Why I love video game weddings

When I started playing Harvest Moon, it was partially because my sister made it look amazingly fun, and partially because it was a much more inspiring choice for my 17-year-old self than FarmVille.

But I was (and am) a romantic at heart.

Which means there was a part of me that had seen way too many Disney movies and literally just wanted to play because it would let me marry one of the characters.

It was very slow going in the emulator version I had, but two and a half years into my three-year game, I finally had my first video game wedding.

It was beautiful, in all its pixelated glory, and after that, I was hooked.

I played several versions of Harvest Moon after that, just to see how it would change. Some versions added bells, some added dresses, and some even added an interactive part. But none compared to when I found out about the Ceremony of Eternal Bonding in Final Fantasy XIV.

Shane and I decided to hold a ceremony for our characters for our anniversary last week, and it was every bit as magical as I’d expected. And it inspired me to think of why I love video game weddings so much.

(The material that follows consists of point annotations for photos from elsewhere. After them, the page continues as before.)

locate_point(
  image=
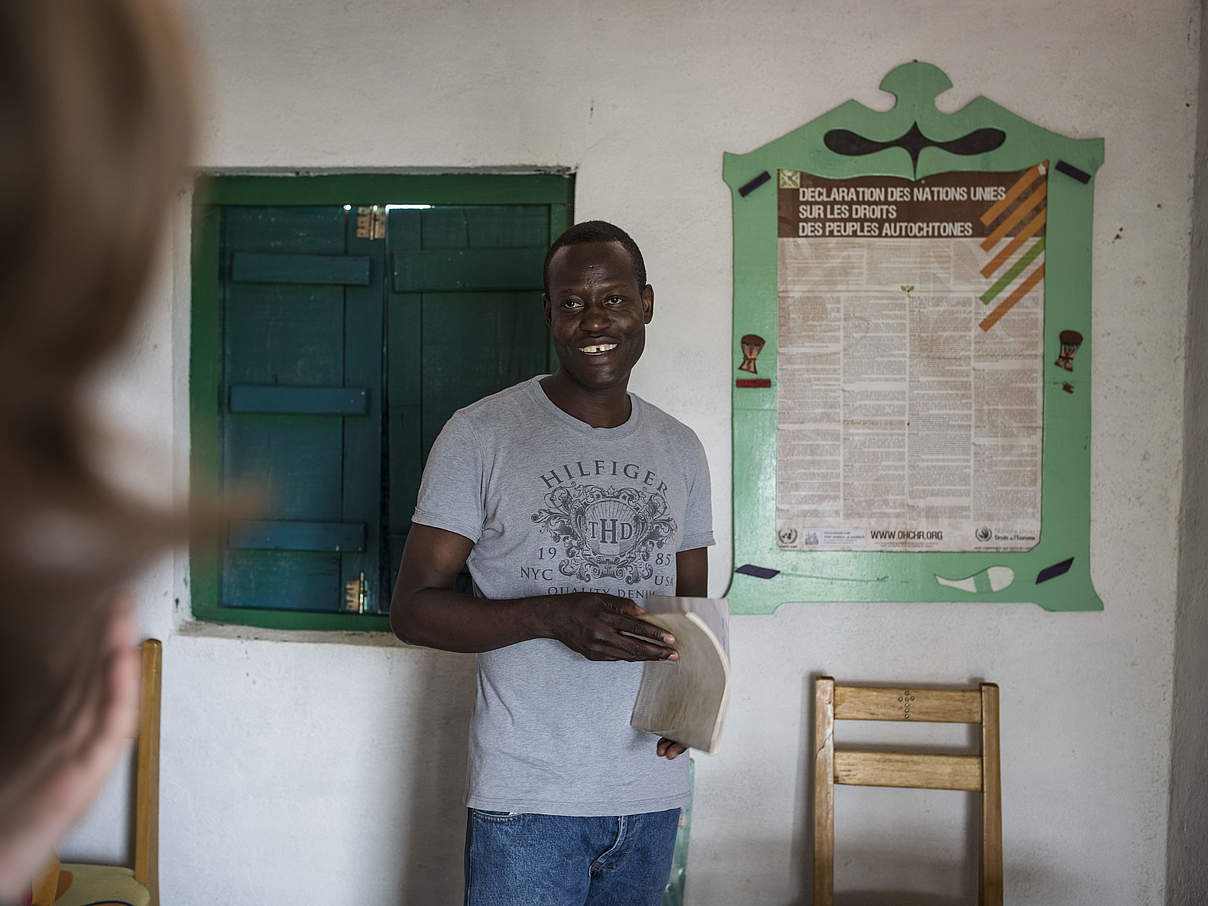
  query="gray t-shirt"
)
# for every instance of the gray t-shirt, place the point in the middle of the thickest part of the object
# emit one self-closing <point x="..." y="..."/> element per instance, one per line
<point x="555" y="506"/>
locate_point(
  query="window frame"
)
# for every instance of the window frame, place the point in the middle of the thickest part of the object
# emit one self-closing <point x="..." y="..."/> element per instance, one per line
<point x="215" y="189"/>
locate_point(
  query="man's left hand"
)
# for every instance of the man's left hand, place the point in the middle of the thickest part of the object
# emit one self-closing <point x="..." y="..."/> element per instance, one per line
<point x="669" y="748"/>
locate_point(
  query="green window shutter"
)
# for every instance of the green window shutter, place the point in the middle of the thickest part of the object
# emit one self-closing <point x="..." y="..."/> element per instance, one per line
<point x="324" y="365"/>
<point x="301" y="372"/>
<point x="464" y="321"/>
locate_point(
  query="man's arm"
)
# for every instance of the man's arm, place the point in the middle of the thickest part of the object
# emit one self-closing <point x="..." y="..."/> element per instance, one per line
<point x="427" y="610"/>
<point x="691" y="581"/>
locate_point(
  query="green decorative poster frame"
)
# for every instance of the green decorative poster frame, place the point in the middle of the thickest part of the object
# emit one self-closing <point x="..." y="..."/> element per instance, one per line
<point x="1056" y="571"/>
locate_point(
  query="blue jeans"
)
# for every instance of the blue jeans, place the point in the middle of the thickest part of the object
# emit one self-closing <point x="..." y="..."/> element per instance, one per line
<point x="555" y="860"/>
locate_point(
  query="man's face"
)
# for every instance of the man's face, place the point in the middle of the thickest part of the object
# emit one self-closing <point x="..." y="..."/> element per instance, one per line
<point x="597" y="313"/>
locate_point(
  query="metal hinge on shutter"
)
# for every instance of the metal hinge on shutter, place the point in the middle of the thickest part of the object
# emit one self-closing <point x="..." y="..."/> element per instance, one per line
<point x="371" y="221"/>
<point x="355" y="596"/>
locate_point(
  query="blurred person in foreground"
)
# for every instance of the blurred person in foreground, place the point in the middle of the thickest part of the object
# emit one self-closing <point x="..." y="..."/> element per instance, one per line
<point x="96" y="114"/>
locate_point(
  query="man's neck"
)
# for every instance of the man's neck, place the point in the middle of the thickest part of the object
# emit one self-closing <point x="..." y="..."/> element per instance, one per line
<point x="599" y="408"/>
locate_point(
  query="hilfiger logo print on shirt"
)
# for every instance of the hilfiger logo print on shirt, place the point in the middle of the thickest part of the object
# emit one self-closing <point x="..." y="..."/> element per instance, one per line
<point x="607" y="530"/>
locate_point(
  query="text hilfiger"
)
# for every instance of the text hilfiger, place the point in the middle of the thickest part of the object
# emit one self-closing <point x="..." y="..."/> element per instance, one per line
<point x="571" y="471"/>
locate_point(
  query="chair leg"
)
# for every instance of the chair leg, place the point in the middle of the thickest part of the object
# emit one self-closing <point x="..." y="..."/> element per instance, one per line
<point x="992" y="803"/>
<point x="824" y="791"/>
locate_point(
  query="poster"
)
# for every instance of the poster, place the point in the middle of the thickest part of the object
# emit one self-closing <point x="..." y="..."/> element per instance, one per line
<point x="911" y="337"/>
<point x="912" y="356"/>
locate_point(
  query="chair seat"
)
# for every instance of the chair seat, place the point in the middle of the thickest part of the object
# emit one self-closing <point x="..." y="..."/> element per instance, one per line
<point x="100" y="886"/>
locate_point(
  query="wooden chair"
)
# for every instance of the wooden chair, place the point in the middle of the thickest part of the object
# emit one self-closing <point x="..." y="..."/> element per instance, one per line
<point x="975" y="773"/>
<point x="75" y="884"/>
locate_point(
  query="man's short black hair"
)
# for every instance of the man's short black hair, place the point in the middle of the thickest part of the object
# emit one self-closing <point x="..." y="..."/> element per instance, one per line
<point x="597" y="231"/>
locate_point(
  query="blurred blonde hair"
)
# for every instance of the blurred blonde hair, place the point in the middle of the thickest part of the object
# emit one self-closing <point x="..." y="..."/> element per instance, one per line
<point x="96" y="128"/>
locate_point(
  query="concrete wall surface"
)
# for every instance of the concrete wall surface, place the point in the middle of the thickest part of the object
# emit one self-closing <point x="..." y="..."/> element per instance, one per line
<point x="329" y="771"/>
<point x="1188" y="869"/>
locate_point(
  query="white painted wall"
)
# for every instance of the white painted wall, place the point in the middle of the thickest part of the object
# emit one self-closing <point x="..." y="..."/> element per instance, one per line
<point x="330" y="771"/>
<point x="1188" y="828"/>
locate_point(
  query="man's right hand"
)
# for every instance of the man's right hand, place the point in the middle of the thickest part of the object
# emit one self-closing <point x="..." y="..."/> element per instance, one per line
<point x="602" y="627"/>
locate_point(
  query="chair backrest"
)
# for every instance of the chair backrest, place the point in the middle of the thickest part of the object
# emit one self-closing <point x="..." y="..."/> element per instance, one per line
<point x="975" y="773"/>
<point x="146" y="794"/>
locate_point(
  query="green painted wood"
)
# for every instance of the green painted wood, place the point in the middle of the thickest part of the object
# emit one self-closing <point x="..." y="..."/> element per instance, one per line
<point x="893" y="576"/>
<point x="284" y="335"/>
<point x="280" y="580"/>
<point x="476" y="343"/>
<point x="387" y="187"/>
<point x="295" y="462"/>
<point x="267" y="267"/>
<point x="273" y="342"/>
<point x="300" y="400"/>
<point x="559" y="221"/>
<point x="504" y="226"/>
<point x="204" y="475"/>
<point x="468" y="269"/>
<point x="330" y="536"/>
<point x="363" y="492"/>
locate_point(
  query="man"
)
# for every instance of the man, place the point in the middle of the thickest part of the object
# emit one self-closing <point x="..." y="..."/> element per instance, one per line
<point x="570" y="500"/>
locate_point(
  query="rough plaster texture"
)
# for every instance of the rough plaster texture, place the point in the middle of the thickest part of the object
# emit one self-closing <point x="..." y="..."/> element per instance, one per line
<point x="1186" y="866"/>
<point x="313" y="772"/>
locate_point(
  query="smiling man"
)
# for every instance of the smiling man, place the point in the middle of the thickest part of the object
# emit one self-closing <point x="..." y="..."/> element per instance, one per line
<point x="570" y="500"/>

You don’t have to plan nearly as much.

I should probably explain that for a few years after I finished school, I worked for a wedding magazine. It was all new to me, but I absolutely loved it!

Every week, I’d need to research a new trend in weddings, and write all about it for the blog. I learned a lot doing that, including just how much actually goes into planning a real-life one.

I think that was my favourite part about Harvest Moon weddings; no fuss, no muss. You don’t even have to pick a date; just play through to the right day, and it will bring you to the right place, in the right clothes, and put you through the ceremony.

Even Final Fantasy, which required a bit of fuss to get the rings and pray at all the right places and plan the venue’s appearance, was infinitely simpler than the real deal!

You don’t have to worry about accidentally offending people.

When you aren’t in charge of seating, or limited in who you can invite by a budget, you don’t have to worry about seating someone at the wrong table or beside the wrong person or not being able to invite them at all.

In the games where you get to pick who can come, you’re only limited by the number of invitations you have—which, when a game gives you 40 invitations and you only have 10 friends, really isn’t an issue.

You can have all kinds of fun with it.

Want a moogle at your ceremony, delivering a suitably sassy service or playing a trumpet like a champ? Or to ride out on a gloriously bedecked chocobo? These sorts of fantastical touches are a little sparse in the real world, but in a video game wedding, you can has.

Final Fantasy is a little heavier on things like these, where Harvest Moon tries to keep it a little closer to a traditional Western-style wedding.

You don’t have to worry about accidents.

Or intentional mishaps.

Or property damage from dozens of enthusiastically shaken bottles of champagne and your absolute need to show your best friend your new flamethrower ability at the afterparty.

It’s not real, but it still hits you in the feels.

Obviously, a video game wedding doesn’t have the same implications as a real-life one. The closest it comes is Harvest Moon, which tries to encourage you to consider your decision carefully by never ever letting you divorce your partner.

Still, there’s something about watching your avatar experience such a blissful day, especially when it’s not an NPC on the other side of that altar, it’s your real-life boyfriend.

I’m not overly attached, I swear.

Those are a few of the reasons why I love when video games have wedding options in them, and obviously it’s not something that everyone does or needs to do. But it just makes my Disney-kid-at-heart soul so happy.